You are viewing a plain text version of this content. The canonical link for it is here.
Posted to dev@jena.apache.org by "Shawn Smith (Jira)" <ji...@apache.org> on 2019/10/17 21:16:00 UTC

[jira] [Created] (JENA-1770) Spilling bindings with OPTIONAL leads to wrong answers

Shawn Smith created JENA-1770:
---------------------------------

             Summary: Spilling bindings with OPTIONAL leads to wrong answers
                 Key: JENA-1770
                 URL: https://issues.apache.org/jira/browse/JENA-1770
             Project: Apache Jena
          Issue Type: Bug
          Components: ARQ
    Affects Versions: Jena 3.13.1
            Reporter: Shawn Smith


A query like the following where some variables are optional may lead to wrong answers when spilling occurs: 
{code:java}
PREFIX  foaf: <http://xmlns.com/foaf/0.1/>
SELECT  ?name ?mbox
WHERE
  { ?x  foaf:name  ?name
    OPTIONAL
      { ?x  foaf:mbox  ?mbox }
  }
ORDER BY ASC(?mbox)
{code}
This is only a problem when the ARQ.spillToDiskThreshold setting has been configured.

The root cause is that BindingOutputStream emits a VARS row based on the first binding, but it doesn't emit a new VARS row when a subsequent binding contains additional variables.  

The BindingOutputStream.needVars() method will cause a second VARS row to be emitted when a new binding is missing variables, but not when it has extras.  This logic may be inverted from what was intended.

There's a TestDistinctDataBag test case below that reproduces the problem.
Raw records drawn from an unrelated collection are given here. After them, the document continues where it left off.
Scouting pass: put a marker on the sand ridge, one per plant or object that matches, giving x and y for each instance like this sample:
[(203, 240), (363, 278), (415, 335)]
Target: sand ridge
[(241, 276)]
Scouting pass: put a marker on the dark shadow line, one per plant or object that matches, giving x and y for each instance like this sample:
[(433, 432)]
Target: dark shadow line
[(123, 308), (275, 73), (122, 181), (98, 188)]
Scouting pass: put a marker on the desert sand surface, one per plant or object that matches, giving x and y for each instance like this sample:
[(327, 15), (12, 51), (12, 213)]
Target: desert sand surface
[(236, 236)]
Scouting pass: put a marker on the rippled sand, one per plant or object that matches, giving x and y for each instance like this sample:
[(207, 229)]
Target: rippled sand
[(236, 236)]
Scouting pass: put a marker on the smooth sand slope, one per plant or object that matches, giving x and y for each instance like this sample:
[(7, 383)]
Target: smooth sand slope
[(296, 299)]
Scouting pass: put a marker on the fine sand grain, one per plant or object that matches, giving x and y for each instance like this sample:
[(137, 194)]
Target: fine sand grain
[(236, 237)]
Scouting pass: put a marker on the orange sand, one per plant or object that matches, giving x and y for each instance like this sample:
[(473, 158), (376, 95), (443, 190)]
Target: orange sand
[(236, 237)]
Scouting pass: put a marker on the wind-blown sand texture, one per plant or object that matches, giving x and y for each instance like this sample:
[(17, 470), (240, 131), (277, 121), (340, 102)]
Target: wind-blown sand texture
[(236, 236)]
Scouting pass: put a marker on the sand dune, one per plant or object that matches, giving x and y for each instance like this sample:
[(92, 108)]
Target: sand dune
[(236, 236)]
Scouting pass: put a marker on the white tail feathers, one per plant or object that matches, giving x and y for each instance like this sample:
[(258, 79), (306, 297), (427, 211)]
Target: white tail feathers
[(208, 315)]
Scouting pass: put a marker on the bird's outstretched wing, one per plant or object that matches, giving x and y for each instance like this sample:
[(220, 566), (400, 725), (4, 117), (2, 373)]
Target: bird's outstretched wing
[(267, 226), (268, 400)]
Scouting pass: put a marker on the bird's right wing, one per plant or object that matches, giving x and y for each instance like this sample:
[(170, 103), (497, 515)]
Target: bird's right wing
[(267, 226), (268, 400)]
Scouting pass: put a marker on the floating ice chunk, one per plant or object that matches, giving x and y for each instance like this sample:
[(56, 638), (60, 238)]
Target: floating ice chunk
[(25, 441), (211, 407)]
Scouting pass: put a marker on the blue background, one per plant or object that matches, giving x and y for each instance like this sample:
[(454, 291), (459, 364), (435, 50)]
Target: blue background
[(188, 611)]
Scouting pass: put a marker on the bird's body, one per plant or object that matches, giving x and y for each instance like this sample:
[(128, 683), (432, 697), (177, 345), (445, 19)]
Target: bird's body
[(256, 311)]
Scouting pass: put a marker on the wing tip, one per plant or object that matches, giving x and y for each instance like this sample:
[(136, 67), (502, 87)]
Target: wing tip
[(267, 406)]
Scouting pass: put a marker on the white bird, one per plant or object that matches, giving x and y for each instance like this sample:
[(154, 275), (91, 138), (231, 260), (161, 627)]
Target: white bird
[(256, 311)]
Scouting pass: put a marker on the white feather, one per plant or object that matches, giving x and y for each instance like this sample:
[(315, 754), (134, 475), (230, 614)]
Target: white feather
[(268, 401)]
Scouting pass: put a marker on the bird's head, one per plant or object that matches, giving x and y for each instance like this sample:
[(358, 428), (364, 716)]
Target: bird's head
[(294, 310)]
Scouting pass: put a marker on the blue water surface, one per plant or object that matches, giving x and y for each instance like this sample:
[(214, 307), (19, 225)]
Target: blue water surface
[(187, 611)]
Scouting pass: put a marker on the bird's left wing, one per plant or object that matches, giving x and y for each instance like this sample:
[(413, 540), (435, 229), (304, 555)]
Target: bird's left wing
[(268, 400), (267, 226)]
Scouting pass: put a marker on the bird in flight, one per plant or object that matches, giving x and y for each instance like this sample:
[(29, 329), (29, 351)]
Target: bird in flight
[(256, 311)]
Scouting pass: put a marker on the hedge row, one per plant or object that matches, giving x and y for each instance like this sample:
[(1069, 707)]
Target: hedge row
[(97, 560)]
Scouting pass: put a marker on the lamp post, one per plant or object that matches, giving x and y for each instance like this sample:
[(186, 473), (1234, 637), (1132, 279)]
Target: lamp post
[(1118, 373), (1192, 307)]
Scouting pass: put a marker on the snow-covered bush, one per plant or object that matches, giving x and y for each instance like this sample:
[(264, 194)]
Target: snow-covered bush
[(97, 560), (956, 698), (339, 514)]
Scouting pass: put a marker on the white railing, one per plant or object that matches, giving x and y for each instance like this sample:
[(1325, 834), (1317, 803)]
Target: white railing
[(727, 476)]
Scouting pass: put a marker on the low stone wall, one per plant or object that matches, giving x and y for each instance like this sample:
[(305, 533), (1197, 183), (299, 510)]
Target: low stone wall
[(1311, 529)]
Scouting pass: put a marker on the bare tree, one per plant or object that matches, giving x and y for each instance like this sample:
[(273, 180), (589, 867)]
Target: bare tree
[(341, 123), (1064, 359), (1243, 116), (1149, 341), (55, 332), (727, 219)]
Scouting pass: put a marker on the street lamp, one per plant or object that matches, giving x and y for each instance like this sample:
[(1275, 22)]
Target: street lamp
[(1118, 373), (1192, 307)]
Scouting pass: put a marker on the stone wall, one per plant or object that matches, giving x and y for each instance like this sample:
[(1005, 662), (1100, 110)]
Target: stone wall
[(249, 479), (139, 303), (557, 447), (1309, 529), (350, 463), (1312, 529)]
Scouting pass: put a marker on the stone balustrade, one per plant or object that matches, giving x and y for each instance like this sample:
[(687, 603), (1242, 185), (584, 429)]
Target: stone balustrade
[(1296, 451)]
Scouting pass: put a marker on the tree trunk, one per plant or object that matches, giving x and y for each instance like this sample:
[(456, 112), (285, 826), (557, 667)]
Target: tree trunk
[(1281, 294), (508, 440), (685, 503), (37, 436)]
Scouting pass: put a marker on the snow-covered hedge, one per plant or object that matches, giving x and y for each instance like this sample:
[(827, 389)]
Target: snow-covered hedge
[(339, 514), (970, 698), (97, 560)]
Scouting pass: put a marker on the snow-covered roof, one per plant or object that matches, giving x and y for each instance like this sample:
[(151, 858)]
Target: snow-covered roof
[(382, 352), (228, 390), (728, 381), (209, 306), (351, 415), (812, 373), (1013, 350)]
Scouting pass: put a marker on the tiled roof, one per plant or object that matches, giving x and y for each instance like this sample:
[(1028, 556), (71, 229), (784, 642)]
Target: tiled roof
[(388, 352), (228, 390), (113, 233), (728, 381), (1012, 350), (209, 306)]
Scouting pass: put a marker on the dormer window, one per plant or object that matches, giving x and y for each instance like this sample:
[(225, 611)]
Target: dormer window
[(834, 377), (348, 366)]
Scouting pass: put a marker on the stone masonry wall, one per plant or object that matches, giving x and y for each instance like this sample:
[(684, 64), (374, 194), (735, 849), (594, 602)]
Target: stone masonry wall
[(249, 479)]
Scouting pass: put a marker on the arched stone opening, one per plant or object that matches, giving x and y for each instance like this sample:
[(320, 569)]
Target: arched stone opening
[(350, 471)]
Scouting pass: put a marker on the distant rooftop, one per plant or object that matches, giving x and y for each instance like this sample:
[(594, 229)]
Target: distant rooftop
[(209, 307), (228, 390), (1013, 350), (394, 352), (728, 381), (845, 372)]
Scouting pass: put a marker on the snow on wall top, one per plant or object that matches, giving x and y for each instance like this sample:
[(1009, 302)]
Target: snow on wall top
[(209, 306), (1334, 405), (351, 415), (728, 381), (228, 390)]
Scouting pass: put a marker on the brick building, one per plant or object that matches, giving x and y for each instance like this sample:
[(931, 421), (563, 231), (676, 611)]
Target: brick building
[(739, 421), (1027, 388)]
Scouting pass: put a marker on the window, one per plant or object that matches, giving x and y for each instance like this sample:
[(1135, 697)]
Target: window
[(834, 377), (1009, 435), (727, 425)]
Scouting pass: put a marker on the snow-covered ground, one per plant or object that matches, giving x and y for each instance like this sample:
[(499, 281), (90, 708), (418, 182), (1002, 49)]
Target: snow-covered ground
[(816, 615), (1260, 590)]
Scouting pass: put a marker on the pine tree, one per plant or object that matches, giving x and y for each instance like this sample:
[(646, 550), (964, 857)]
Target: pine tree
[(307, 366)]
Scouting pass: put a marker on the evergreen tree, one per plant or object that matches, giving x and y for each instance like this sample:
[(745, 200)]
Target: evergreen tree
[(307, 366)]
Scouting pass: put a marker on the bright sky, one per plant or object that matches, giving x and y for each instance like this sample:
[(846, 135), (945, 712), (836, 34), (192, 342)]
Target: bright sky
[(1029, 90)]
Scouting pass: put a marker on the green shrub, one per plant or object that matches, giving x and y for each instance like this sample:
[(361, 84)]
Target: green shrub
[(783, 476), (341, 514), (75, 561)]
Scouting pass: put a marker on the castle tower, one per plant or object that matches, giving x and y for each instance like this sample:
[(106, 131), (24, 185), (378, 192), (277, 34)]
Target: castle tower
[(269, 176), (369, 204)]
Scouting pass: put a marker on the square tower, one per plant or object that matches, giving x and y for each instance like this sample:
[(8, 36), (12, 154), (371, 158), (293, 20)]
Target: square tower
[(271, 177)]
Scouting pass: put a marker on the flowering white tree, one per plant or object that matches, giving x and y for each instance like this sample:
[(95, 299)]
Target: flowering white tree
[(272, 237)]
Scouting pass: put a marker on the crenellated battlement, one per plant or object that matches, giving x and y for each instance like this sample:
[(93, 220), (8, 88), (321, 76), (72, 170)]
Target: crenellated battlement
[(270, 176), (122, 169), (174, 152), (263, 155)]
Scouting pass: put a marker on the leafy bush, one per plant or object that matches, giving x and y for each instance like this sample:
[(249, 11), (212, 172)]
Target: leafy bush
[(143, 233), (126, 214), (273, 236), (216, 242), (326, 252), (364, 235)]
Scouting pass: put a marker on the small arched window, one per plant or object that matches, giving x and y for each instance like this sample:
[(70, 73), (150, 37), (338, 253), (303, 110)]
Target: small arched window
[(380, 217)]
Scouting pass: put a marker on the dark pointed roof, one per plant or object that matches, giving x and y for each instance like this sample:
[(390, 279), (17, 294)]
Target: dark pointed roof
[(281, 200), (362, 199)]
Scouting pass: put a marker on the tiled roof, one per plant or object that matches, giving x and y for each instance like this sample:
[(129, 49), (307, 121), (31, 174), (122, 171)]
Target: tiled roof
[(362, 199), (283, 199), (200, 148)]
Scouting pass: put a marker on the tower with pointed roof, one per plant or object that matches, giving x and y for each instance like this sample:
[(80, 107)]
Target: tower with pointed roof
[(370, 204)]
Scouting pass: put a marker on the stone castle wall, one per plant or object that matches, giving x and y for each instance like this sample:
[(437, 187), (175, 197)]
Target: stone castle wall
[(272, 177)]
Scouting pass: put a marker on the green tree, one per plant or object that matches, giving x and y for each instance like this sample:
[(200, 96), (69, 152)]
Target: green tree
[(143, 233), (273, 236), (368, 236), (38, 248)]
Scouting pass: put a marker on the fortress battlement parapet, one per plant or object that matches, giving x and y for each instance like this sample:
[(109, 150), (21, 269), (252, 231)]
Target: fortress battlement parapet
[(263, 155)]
It generates a spill file like this:
{code}
VARS ?1 .
"A" .
"A" .
{code}
when a correct spill file would be:
{code}
VARS ?1 .
"A" .
VARS ?2 ?1 .
"B" "A" .
{code}

If you run it, you may notice that it fails with a spill threshold of 2 but passes with a higher threshold:
{code:java}
@Test public void testOptionalVariables()
{
    // Setup a situation where the second binding in a spill file binds more
    // variables than the first binding
    BindingMap binding1 = BindingFactory.create();
    binding1.add(Var.alloc("1"), NodeFactory.createLiteral("A"));

    BindingMap binding2 = BindingFactory.create();
    binding2.add(Var.alloc("1"), NodeFactory.createLiteral("A"));
    binding2.add(Var.alloc("2"), NodeFactory.createLiteral("B"));

    List<Binding> undistinct = Arrays.asList(binding1, binding2, binding1);
    List<Binding> control = Iter.toList(Iter.distinct(undistinct.iterator()));
    List<Binding> distinct = new ArrayList<>();

    DistinctDataBag<Binding> db = new DistinctDataBag<>(
            new ThresholdPolicyCount<Binding>(2),
            SerializationFactoryFinder.bindingSerializationFactory(),
            new BindingComparator(new ArrayList<SortCondition>()));
    try
    {
        db.addAll(undistinct);
        Iterator<Binding> iter = db.iterator();
        while (iter.hasNext())
        {
            distinct.add(iter.next());
        }
        Iter.close(iter);
    }
    finally
    {
        db.close();
    }

    assertEquals(control.size(), distinct.size());
    assertTrue(ResultSetCompare.equalsByTest(control, distinct, NodeUtils.sameTerm));
}
{code}



--
This message was sent by Atlassian Jira
(v8.3.4#803005)